I’ve been following you on YouTube and listening to your audio book. I’m a Korean American Christian, but have been interested and following Judaica lately.
I live in San Diego County and decided to go to a mom and pop Judaica store to purchase my first Torah. I had a very pleasant experience talking to the owner, and she helped me pick out my first Torah, business blessing sign, and accessories. We talked for a bit about her family, family history in the holocaust, etc.
I’m making an attempt to network and add more ‘real friends’ in my list of friends. I’m trying to specialize and bless others as well.
After I purchased my items at the store, I checked on Amazon (I buy almost everything online), and was disappointed I paid about $60 more than Amazon.
I’m currently having financial hardship. Should I be disappointed I paid too much or be glad this is a blessing to the business owner and her family? I feel guilty that I feel bad.
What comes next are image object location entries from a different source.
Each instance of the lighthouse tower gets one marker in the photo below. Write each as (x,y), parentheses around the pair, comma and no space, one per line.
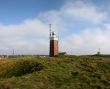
(53,44)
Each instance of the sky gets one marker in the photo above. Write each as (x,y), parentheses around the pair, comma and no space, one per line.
(83,26)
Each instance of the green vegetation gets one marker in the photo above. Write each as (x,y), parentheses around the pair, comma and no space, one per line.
(69,72)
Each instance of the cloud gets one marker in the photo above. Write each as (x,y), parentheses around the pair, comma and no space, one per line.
(88,42)
(31,35)
(85,11)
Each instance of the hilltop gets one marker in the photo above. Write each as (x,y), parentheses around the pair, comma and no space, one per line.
(69,72)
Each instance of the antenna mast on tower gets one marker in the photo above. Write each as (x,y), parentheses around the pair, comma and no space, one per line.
(50,29)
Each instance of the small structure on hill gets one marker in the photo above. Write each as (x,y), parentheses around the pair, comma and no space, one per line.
(53,51)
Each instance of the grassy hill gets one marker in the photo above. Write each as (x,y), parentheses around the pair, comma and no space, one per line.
(70,72)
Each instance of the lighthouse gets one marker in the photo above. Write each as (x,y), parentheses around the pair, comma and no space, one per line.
(53,44)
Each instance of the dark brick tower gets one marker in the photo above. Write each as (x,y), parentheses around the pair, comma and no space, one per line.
(53,44)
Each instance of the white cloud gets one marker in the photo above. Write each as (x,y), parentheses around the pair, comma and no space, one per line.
(84,11)
(31,35)
(88,42)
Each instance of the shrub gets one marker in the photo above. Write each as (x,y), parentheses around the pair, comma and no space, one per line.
(19,67)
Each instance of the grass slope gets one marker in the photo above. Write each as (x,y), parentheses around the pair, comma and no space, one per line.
(71,72)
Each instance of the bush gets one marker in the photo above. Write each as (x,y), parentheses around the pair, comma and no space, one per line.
(19,67)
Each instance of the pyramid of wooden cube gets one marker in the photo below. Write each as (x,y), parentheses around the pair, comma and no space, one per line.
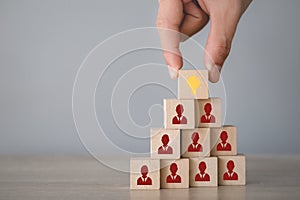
(193,149)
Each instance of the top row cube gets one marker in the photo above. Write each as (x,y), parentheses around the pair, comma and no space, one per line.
(193,84)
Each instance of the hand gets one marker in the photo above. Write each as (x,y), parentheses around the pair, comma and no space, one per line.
(177,17)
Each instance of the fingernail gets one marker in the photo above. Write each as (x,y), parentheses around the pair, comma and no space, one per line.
(173,72)
(214,73)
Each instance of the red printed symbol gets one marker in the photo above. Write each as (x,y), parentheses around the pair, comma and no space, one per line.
(224,145)
(230,174)
(208,117)
(144,179)
(202,176)
(165,148)
(173,177)
(179,119)
(195,146)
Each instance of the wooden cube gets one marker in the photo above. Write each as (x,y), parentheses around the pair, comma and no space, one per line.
(165,143)
(174,173)
(144,173)
(208,112)
(193,84)
(223,141)
(232,170)
(179,114)
(195,142)
(204,171)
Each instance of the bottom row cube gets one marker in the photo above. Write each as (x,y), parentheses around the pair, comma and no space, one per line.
(148,173)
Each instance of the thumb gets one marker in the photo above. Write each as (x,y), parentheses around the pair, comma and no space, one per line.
(218,45)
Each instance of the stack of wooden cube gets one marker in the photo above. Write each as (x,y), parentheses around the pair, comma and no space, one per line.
(193,149)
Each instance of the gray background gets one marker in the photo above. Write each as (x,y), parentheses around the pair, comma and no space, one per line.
(42,44)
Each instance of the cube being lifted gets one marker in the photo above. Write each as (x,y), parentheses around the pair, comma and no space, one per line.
(144,173)
(179,114)
(232,170)
(193,84)
(165,143)
(208,112)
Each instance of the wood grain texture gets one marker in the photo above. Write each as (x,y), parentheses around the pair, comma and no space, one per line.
(269,177)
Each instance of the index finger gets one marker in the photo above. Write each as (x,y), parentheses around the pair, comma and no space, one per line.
(170,16)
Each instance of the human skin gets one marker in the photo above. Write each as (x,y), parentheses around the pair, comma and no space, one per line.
(178,20)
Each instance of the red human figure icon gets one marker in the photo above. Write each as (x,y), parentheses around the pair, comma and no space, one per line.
(195,146)
(179,119)
(165,148)
(173,177)
(144,179)
(230,174)
(202,176)
(208,117)
(224,145)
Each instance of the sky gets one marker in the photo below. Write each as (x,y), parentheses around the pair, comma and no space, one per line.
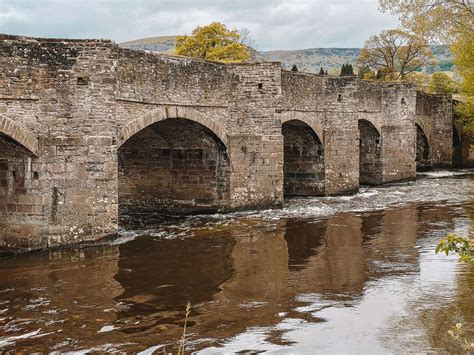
(273,24)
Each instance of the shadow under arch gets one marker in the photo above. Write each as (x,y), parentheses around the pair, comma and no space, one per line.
(423,154)
(172,165)
(457,148)
(165,112)
(303,167)
(370,154)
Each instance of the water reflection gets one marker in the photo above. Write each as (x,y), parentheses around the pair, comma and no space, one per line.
(351,282)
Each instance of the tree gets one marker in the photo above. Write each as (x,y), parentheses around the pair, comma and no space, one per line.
(442,20)
(246,38)
(394,54)
(421,80)
(441,83)
(364,71)
(449,22)
(213,42)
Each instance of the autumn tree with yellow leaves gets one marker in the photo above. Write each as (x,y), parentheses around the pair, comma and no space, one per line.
(394,54)
(449,22)
(214,42)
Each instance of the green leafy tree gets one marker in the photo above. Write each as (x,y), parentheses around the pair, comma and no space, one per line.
(394,54)
(441,83)
(455,244)
(450,22)
(213,42)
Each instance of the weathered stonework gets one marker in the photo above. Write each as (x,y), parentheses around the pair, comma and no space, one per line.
(88,130)
(434,122)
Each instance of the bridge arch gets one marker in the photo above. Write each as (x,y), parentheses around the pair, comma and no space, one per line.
(423,151)
(303,166)
(457,147)
(312,122)
(370,153)
(170,161)
(19,134)
(165,112)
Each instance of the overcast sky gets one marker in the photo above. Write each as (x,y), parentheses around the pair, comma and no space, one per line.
(273,24)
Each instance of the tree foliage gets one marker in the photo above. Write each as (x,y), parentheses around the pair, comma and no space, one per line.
(213,42)
(450,22)
(394,54)
(441,83)
(442,20)
(347,70)
(455,244)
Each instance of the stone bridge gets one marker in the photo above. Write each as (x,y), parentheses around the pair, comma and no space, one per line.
(89,130)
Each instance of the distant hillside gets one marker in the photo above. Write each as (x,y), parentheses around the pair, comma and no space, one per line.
(307,60)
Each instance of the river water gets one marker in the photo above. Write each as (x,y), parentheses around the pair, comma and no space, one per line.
(350,274)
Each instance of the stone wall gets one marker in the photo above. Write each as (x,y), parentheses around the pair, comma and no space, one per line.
(173,166)
(89,130)
(332,107)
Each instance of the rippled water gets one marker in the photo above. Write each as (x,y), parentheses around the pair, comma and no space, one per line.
(349,274)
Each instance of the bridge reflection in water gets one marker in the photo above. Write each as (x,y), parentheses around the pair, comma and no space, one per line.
(253,283)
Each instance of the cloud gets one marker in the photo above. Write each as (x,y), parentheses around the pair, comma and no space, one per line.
(274,24)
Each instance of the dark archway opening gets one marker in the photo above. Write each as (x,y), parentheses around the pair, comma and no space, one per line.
(457,149)
(174,166)
(303,166)
(20,210)
(370,154)
(423,160)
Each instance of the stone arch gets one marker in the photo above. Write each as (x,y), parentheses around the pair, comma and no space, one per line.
(163,113)
(173,165)
(19,134)
(370,153)
(423,151)
(316,126)
(303,160)
(457,147)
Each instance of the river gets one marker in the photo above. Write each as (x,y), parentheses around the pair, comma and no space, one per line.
(348,274)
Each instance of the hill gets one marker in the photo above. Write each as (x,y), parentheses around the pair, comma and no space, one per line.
(307,60)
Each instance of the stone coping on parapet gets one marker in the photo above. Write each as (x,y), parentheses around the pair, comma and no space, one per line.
(348,77)
(112,44)
(5,36)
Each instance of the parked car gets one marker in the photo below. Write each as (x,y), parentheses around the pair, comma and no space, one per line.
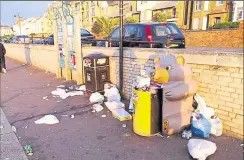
(139,34)
(86,37)
(49,40)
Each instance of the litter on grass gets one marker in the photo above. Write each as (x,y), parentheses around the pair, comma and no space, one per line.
(47,119)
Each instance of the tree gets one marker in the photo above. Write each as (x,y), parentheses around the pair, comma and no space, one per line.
(159,17)
(107,24)
(96,28)
(131,20)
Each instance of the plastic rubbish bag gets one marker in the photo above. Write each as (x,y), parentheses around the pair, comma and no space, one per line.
(58,92)
(114,105)
(202,107)
(216,126)
(143,81)
(97,107)
(96,98)
(47,119)
(81,88)
(121,114)
(201,149)
(113,95)
(200,126)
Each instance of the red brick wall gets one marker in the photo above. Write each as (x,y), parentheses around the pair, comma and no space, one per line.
(215,38)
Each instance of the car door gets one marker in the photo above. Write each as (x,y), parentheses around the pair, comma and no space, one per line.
(115,37)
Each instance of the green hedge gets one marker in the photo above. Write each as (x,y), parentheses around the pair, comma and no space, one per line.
(225,25)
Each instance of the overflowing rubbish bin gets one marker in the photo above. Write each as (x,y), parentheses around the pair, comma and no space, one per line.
(147,117)
(96,70)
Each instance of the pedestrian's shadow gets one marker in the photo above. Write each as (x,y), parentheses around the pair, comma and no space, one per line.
(27,54)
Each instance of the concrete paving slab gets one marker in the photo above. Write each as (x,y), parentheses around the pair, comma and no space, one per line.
(5,126)
(11,148)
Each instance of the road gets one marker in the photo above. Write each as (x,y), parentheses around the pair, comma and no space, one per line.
(88,136)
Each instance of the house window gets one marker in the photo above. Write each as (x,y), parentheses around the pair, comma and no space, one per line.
(196,24)
(198,5)
(218,3)
(217,20)
(174,12)
(206,3)
(240,15)
(93,11)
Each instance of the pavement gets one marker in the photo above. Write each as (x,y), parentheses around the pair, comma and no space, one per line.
(87,136)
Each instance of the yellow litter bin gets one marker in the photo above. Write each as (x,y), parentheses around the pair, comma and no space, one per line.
(147,117)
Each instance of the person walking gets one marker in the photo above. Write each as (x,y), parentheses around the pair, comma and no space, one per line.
(2,58)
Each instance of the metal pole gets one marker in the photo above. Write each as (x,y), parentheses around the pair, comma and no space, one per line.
(121,47)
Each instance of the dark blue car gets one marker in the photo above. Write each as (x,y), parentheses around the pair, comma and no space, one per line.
(153,35)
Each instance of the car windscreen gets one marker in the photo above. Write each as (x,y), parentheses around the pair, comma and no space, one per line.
(84,32)
(164,30)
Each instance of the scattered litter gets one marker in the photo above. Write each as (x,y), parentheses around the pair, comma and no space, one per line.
(28,150)
(216,126)
(60,86)
(126,135)
(71,87)
(75,93)
(81,88)
(97,107)
(47,119)
(96,98)
(202,107)
(186,134)
(112,94)
(121,114)
(113,105)
(159,135)
(45,97)
(14,129)
(200,126)
(201,149)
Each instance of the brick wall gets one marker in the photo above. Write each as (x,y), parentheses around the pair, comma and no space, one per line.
(219,76)
(216,38)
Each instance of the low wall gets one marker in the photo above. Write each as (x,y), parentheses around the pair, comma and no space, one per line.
(40,56)
(219,74)
(215,38)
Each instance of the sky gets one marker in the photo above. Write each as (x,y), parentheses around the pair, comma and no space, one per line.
(26,9)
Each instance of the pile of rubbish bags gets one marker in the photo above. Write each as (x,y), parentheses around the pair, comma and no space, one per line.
(112,100)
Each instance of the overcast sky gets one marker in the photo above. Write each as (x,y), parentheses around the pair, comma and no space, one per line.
(26,9)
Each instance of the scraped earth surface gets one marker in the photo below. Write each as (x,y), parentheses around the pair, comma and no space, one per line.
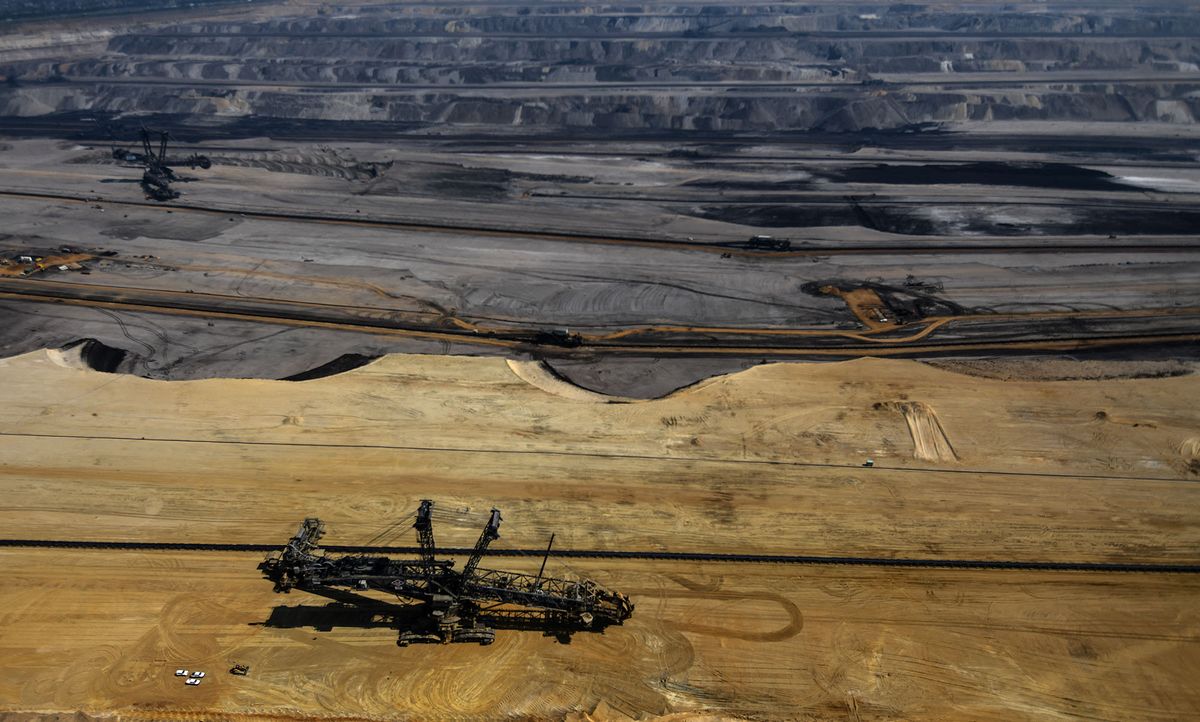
(547,258)
(765,461)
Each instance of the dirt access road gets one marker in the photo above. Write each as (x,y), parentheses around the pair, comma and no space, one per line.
(765,461)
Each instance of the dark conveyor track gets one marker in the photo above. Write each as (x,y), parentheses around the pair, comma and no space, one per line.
(876,561)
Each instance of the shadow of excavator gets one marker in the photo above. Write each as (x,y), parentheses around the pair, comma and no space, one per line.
(353,611)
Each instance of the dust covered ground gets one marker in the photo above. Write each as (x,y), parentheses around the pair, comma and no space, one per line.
(767,461)
(540,257)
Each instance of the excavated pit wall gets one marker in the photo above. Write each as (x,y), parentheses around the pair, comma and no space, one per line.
(574,68)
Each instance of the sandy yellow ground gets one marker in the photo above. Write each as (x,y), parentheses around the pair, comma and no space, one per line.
(766,461)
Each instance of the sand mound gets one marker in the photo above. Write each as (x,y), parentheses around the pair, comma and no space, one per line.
(928,435)
(538,374)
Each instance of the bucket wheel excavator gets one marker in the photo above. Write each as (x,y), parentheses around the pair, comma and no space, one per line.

We appreciate that you have been following our work and that you wrote in with this dilemma. We think that because of the ubiquity of online shopping and the ease of comparing prices among vendors, many others share your question.
We use the term ‘ethical capitalism’ to define the best type of marketplace in a Godly society. While it is easy to focus on the obligations of business owner, that is only half the story. Certainly, a store owner must be honest in describing his wares and transparently above-board in his dealings. However, customers have obligations too.